The Commissioners state, on the authority of Dr. Knight of Sheffield, that a dozen years ago the number of grinders was two thousand five hundred; the life of a wet-grinder seldom reached forty-five years; that of a dry-grinder not more than thirty-five. The number is now larger, and the average of life, according to other evidence, is shorter. Table-knife grinders work on wet stones, and are the longer lived; the fork-grinders work on dry stones, and are the short-lived ones. Children are put to this fatal trade at fourteen years old usually, but to some lighter branches as early as eight or nine years of age. They who have good constitutions seldom experience much inconvenience till they are about twenty years old, when the symptoms of their peculiar complaint begin to show themselves. They are affected with a terrible species of asthma, followed by a train of physical sufferings, which drag them piecemeal to the grave. Flues to carry off the dust have been introduced into the wheels, but the men refuse to use them, and often kick them down and tread upon them. They get high wages, and think that if the trade were made innoxious, there would be more to enter it, and prices would fall. They are for a short life and a merry one. Those who drink most are often the longest lived, owing to their more frequent absence from their work. The doctors often say to those who come to consult them, "Now, if you go back to this trade you go back to die;" but this never had the effect of deterring them from going back, nor from apprenticing their children to the same fatal trade.

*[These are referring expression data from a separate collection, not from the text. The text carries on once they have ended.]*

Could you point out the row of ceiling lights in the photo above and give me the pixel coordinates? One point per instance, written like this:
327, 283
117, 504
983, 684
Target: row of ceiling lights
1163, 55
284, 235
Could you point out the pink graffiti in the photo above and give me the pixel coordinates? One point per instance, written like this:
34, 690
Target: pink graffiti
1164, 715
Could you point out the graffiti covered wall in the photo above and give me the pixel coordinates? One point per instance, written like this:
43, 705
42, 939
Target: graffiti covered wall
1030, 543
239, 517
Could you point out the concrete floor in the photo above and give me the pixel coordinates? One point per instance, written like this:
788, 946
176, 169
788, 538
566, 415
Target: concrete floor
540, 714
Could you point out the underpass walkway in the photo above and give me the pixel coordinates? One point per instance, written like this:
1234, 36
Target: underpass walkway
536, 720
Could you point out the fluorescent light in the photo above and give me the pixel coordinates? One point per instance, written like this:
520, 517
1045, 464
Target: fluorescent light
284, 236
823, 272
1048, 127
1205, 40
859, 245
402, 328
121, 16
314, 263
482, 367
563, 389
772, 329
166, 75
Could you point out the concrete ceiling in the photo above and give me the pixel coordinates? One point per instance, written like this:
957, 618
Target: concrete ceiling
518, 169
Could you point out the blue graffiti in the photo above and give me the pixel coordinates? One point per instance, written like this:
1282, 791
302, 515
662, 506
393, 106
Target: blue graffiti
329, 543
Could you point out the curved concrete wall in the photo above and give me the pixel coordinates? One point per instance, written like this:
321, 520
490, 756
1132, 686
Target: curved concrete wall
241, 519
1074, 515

Inquiring in Sheffield where Ebenezer Elliott now resided, I was told, by five different persons, five different places. One said it was near Rotherham, another near Barnsley, another near Tickhill, another near Wakefield, and another near Pontefract. It turned out to be near Darfield, on the railroad between Rotherham and Wakefield. Getting out at the Darfield station, I found that I had a pleasant walk of three miles to his house, at some distance beyond the village of Great Houghton. The country is very different to that about Sheffield, in which Elliott seems to have taken such great delight. It is a fine farming country. The lanes have all a foot causeway of one row of stones, like those of Derbyshire; and, like it, the fields are rich with grass, and corn, and hedge-row trees. The village of Houghton, the only one that I saw, is a regular old farming village, with one large, old stone hall standing, about a hundred yards from the road, and falling evidently to decay, while the great stone wall which separates its grounds from the road, massy as it is, is equally dilapidated. Elliott's house, which he has built, is a good stone house in the style of the country, with a flag roof, and is fit for gentleman or farmer. It occupies the top of a hill on the edge of a common. It has a good garden lying round it; the views from it are fine and very extensive, including distant towns and villages, and here and there a great mass of wood. There is a fine airiness about the situation; but the prospect of suitable society is not so easy to be perceived. One naturally connects the idea of Ebenezer Elliott and the brisk movements of a populous town; but he complains that the constant political excitements of a town had wearied him, and gave too much interruption to his literary enjoyments. Here certainly he has withdrawn to complete leisure for books and the country; and yet, if he need the intercourse with towns, the various railroads put half-a-dozen within the speediest access. He says that time, instead of hanging heavily, never went so fast with him.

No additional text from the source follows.